From this perspective, optimization can be viewed as a sophisticated form of sensitivity analysis that seeks the best values for the decisions and the best value for the performance measure. Optimization takes us beyond mere improvement; we look for the very best outcome in our model, the maximum possible benefit or the minimum possible cost. If we have constraints in our model, then optimization also tells us which of those conditions ultimately limit what we want to accomplish. Optimization can also reveal what we might gain if we can find a way to overcome those constraints and proceed beyond the limitations they impose.

1.4 OPTIMIZATION SOFTWARE

Optimization procedures find the best values of the decision variables in a given model. In the case of Excel, the optimization software is known as Solver, which is a standard tool available on the Data ribbon. (The generic term solver often refers to optimization software, whether or not it is implemented in a spreadsheet.) Optimization tools have been available on computers for several decades and predate the widespread use of electronic spreadsheets. Before spreadsheets became popular, optimization was available as stand-alone software. It relied on an algebraic approach and was often accessible only by technical experts. Decision makers and even their analysts had to rely on those experts to build and solve optimization models. Spreadsheets, if they were used at all, were limited to small examples. Now, however, the spreadsheet allows decision makers to develop their own models, without having to learn specialized software, and to find optimal solutions for those models using Solver. Two trends account for the popularity of spreadsheet optimization. First, familiarity with spreadsheets has become almost ubiquitous, at least in the business world. The spreadsheet has come to represent a common language for analysis. Second, the software packages available for spreadsheet-based optimization now include some of the most powerful tools available.
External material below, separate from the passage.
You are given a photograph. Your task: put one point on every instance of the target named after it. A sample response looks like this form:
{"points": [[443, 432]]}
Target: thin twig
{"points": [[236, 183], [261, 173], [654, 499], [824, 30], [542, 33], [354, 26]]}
The spreadsheet platform need not be an impediment to solving practical optimization problems.

Spreadsheet-based optimization has several advantages. The spreadsheet allows model inputs to be documented clearly and systematically. Moreover, if it is necessary to convert raw data into other forms for the purposes of setting up a model, the required calculations can be performed and documented conveniently in the same spreadsheet, or at least on another sheet in the same workbook. This allows integration between raw data and model data. Without this integration, errors or omissions are more likely, and maintenance becomes more difficult. Another advantage is algorithmic flexibility: The spreadsheet has the ability to call on several different optimization procedures, but the process of preparing the model is mostly the same no matter which procedure is applied. Finally, spreadsheet models have a certain amount of intrinsic credibility because spreadsheets are now so widely used for other purposes. Although spreadsheets can contain errors (and often do), there is at least some comfort in knowing that logic and discipline must be applied in the building of a spreadsheet.
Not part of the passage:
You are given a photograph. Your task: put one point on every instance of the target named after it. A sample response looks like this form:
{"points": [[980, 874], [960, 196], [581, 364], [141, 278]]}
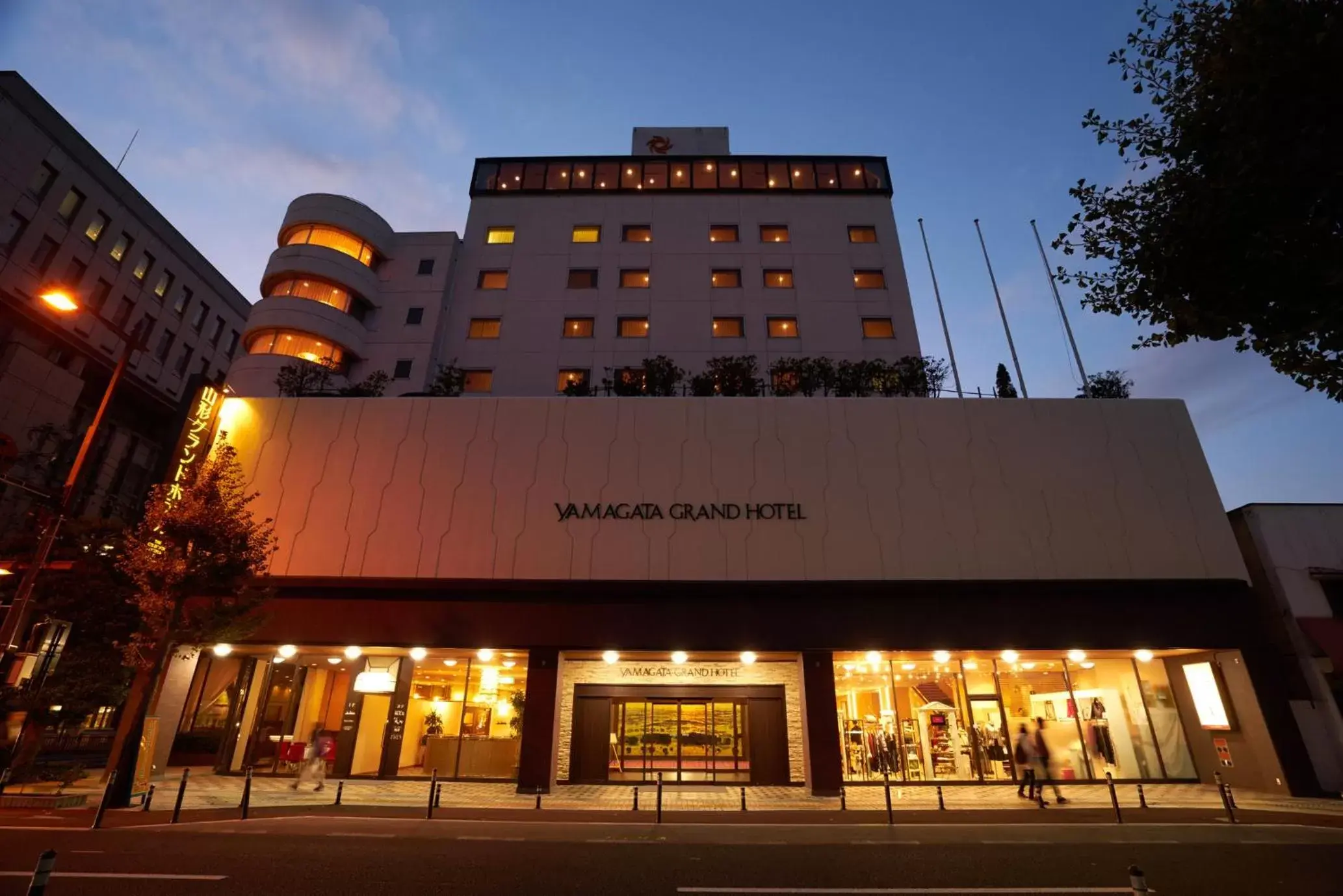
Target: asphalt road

Table 1.1 summarizes and compares the advantages of spreadsheet and algebraic software approaches to optimization problems. The main advantage of algebraic approaches is the efficiency with which models can be specified. With spreadsheets, the elements of a model are represented explicitly. Thus, if the model requires a hundred variables, then the model builder must designate a hundred cells to hold their respective values. Algebraic codes use a different method. If a model contains a hundred variables, the code might refer to x(k), with a specification that k may take on values from 1 to 100, but x(k) need not be represented explicitly for each of the hundred values.

A second advantage of algebraic approaches is the fact that they can sometimes be tailored to a particular application. For example, the very large crew-scheduling applications used by airlines exhibit a special structure. To exploit this structure in the solution procedure, algebraic codes are sometimes enhanced with specialized subroutines that add solution efficiencies when solving a crew-scheduling problem.
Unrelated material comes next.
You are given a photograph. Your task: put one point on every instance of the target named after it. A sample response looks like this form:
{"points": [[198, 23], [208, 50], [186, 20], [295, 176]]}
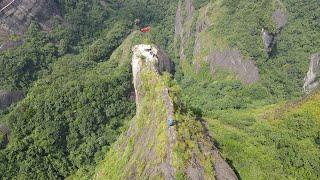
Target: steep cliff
{"points": [[152, 148], [16, 15], [7, 98], [195, 43]]}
A disadvantage of using spreadsheets is that they are not always transparent. As noted earlier, the analyst has a lot of flexibility in the layout and organization of a spreadsheet, but this flexibility, taken too far, may detract from effective communication. In this book, we try to promote better communication by suggesting standard forms for particular types of models. By using some standardization, we make it easier to understand and debug someone else’s model. Algebraic codes usually have very detailed specifications for model format, so once we’re familiar with the specifications, we should be able to read and understand anyone else’s model.

In brief, commercially available algebraic solvers represent an alternative to spreadsheet-based optimization. In this book, our focus on a spreadsheet approach allows the novice to learn basic concepts of mathematical programming, practice building optimization models, obtain solutions readily, and interpret and apply the results of the analysis. All these skills can be developed in the accessible world of spreadsheets. Moreover, these skills provide a solid foundation for using algebraic solvers at some later date, when and if the situation demands it.

1.5 USING SOLVER

Excel’s Solver is an add-in that comes with Excel. An icon for Solver typically appears in the Data ribbon in the Analysis group. If the icon is not visible, it is possible to activate Solver by following the steps given below.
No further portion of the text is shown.